Lebenslänglicher Freiheitsentzug wegen mehrfachen Mordes und vorsätzlicher Tötung: So lautet das Urteil des Bezirksgerichts Horgen ZH gegen die 39-jährige Frau, die 1999 ihr Baby und 2007 ihre siebenjährigen Zwillinge getötet hat.
Während des Strafvollzugs muss die Frau eine ambulante Massnahme absolvieren. Zudem kommen Genugtuungszahlungen und andere Verpflichtungen von insgesamt mehreren hunderttausend Franken auf sie zu.
Mit seinem Urteil folgte das Gericht den Anträgen des Staatsanwalts. Der Verteidiger hatte für alle drei Taten auf vorsätzliche Tötung plädiert und eine stationäre Massnahmen gefordert. Diese dauert mindestens fünf Jahre, kann aber immer wieder verlängert werden, so lange noch Rückfallgefahr besteht.
Bei der lebenslänglichen Freiheitsstrafe kann eine bedingte Entlassung frühestens nach 15 Jahren beantragt werden. Auch hier ist die Rückfallgefahr massgeblich.

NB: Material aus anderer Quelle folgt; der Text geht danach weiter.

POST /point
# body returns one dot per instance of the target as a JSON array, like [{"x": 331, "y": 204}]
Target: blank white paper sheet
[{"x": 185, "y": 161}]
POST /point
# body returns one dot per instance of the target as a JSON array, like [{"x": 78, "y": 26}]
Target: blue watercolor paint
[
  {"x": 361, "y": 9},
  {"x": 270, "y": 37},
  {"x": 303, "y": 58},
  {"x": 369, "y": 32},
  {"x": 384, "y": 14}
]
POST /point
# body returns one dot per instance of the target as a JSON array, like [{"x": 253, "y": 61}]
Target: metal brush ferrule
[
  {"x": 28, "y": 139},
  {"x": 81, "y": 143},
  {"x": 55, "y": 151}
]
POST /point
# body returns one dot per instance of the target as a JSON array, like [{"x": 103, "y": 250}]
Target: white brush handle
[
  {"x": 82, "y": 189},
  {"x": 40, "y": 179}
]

Fünf Jahre hat die Frau bereits abgesessen.
Grosses Engagement des Gerichts
Das Gericht gab sich allerdings ungewöhnlich grosse Mühe, nicht nur dem Sicherheitsbedürfnis der Gesellschaft und den rechtlichen Ansprüchen auf Verhältnismässigkeit Rechnung zu tragen, sondern auch die Therapiebedürftigkeit der Beschuldigten zu berücksichtigen. Und es fand die Balance.
Zwar ordnete es „nur“ eine ambulante Therapie an. Dies bedeutet eine Stunde Therapie pro Woche und ist weit entfernt von der intensiven Therapierung der stationären Massnahme. Es setzte sich jedoch dafür ein, dass die Frau in die kürzlich eröffnete Therapiestation der Frauenstrafanstalt Hindelbank eintreten und dort bleiben darf, solange es Platz hat.
Damit erhält sie zumindest vorderhand die nötige intensive Therapie. Und wenn sie „in zwei Jahren oder später“ ihren Platz räumen müsse, könne man die Erfolgsaussichten der Therapie besser einschätzen, so der Gerichtspräsident. Das Gericht habe dann die Möglichkeit, gegebenenfalls nachträglich eine stationäre Massnahme anzuordnen.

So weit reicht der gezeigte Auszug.